In a Massachusetts courtroom Friday, a judge told 20-year-old Michelle Carter that her actions — and her inaction — directly led to the suicide of her boyfriend in July of 2014.

Then, he pronounced her guilty of involuntary manslaughter.

The Carter trial was unique in that the young woman, then 17, was nowhere near her boyfriend Conrad Roy, 18, when he killed himself by piping carbon monoxide into the cab of his pickup truck. But she was communicating with him the whole time through texts and phone calls, encouraging him to go through with his suicide, as she had been doing for weeks before his death.

The verdict was a shock to some who assumed the judge’s decision would fall in line with Massachusetts law, which does not have a specific statute for assisted suicide as it pertains to manslaughter. However, Bristol County Juvenile Court Judge Lawrence Moniz laid out several key reasons for his verdict, and all of them had to do with the choices Carter made during the days and hours surrounding Roy’s death.

1. She encouraged Roy to go through with the suicide in his truck

One of the most critical pieces of evidence in the case was an ongoing series of text messages between the two teens. Though Carter initially encouraged Roy to get help for his suicidal thoughts, she eventually egged him on. On July 12, the day of his death, Carter told him, “you need to just do it,” and “you can’t break a promise.”
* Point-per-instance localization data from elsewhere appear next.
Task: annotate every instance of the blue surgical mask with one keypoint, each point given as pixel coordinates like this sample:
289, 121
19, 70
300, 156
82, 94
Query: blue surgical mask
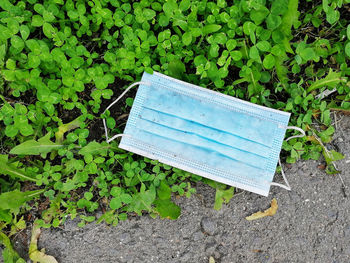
205, 132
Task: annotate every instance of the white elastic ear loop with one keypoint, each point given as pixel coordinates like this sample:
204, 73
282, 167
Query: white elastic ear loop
287, 186
114, 102
295, 136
The real turning point for Judge Moniz, however, was when Roy exited his pickup truck after he had already started pumping carbon monoxide into it. According to Carter’s indictment, the young man talked to her on the phone for 40 minutes because “he got scared” that the gas was actually working.

According to the same document, Carter told him to get back in the truck.
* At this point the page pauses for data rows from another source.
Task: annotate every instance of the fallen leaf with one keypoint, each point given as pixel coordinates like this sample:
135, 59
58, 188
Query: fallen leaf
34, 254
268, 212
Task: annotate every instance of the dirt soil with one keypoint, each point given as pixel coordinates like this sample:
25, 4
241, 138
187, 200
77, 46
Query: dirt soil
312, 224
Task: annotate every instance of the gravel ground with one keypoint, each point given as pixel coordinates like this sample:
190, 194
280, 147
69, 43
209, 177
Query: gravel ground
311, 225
“When Ms. Carter realizes that Mr. Roy has exited the truck, she instructs him to get back in the truck, which she has reason to know is or is becoming toxic,” Moniz said minutes before the verdict. “The court finds that instructing Mr. Roy to get back in the truck constituted wanton and reckless conduct.”

2. She knew Roy was in a dangerous situation — and was partially responsible for it

During their text message conversations in the weeks before Roy’s death, Carter gave Roy advice on how to kill himself. She suggested using a generator in the car, and mused that whoever found him wouldn’t be hurt by the fumes because they would see the generator and immediately know what happened. She told him it would be painless.
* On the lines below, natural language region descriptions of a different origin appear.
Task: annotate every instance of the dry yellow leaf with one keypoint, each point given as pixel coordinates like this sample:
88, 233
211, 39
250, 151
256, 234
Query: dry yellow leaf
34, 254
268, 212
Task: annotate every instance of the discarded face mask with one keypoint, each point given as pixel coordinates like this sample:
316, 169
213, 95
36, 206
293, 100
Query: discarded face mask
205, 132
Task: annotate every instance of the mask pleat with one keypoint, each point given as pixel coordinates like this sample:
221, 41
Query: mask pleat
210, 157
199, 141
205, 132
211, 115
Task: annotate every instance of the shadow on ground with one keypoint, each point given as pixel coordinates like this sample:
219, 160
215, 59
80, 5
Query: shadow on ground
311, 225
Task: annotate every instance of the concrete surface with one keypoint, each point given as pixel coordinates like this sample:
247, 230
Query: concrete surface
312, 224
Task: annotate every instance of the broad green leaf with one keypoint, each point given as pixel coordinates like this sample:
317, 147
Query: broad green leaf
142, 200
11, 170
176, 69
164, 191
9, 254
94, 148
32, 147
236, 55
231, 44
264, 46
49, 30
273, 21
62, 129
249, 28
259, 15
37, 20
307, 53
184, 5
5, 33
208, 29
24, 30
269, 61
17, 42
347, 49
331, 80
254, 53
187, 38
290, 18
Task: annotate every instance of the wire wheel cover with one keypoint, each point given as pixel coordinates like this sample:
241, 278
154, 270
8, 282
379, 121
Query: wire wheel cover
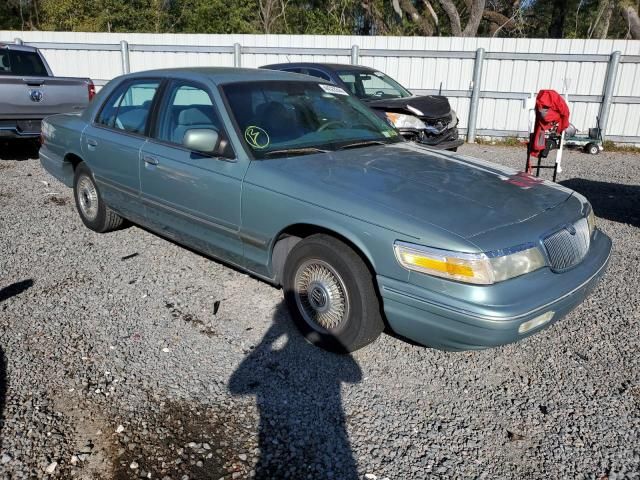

As Roy sat in the carbon monoxide-filled truck, Carter was on the phone with him, according to court records. Moniz said she indicated “that she (could) hear him coughing and she (could) hear the loud noise coming through the motor.”

This is important because, through her description, it was clear Carter knew Roy was in a dangerous situation. His death scene showed that the water pump was placed close to Roy’s body, “thereby giving a good explanation to Ms. Carter’s definition that the noise was loud within the truck.”

“Ms. Carter at that point, therefore, had reason to know that Mr. Roy had followed her instruction,” Moniz said, “and had placed himself in the toxic environment of that truck.”

3. She did nothing to remove him from harm’s way

During his explanation of the verdict, Moniz cited a 2001 state case, Commonwealth v. Levesque. In the case, he said, “It is indicated that where one’s actions create a life-threatening risk to another, there is a duty to take reasonable steps to alleviate the risk. The reckless failure to fulfill this duty can result in a charge of manslaughter.”

He directly related that precedent to Carter’s case.

“She (admitted) in a subsequent text that she did nothing” as Roy was dying, Moniz said. “She did not issue a simple additional instruction: Get out of the truck.”

To the court, Moniz said, this was not only a result of her actions, but of “her failure to act where she had a self-created duty to Mr. Roy, since she had put him into that toxic environment.”

“That said conduct,” Moniz continued, “caused the death of Mr. Roy.”

4. She didn’t alert anyone to his death

Though Carter said she was on the phone with Roy until his dying breath, his body was not discovered until the next day.

“She did not call the police or Mr. Roy’s family,” Moniz said.

Text messages show Carter knew where Roy was when he killed himself, which means she could have directed authorities or even his family to his location. Carter had also asked Roy for the phone numbers of his mother and sister just days before his death and had what Moniz called an “open line of communication” with them.

Instead, he said, “she called no one.”

5. Her actions, in the eyes of the law, could not be explained by involuntary intoxication

During Carter’s trial, a psychiatrist testified that Carter was on a new prescription for antidepressants that made her “involuntarily intoxicated” and kept her from forming intent. Dr. Peter Breggin, who did not treat Carter, cited the fact that Carter texted Roy’s phone for weeks after his death and engaged in self-harm in the months before.

However, Moniz stated that this line of defense did not explain or excuse her “wanton and reckless conduct.”

“The court did not find that analysis credible,” he said.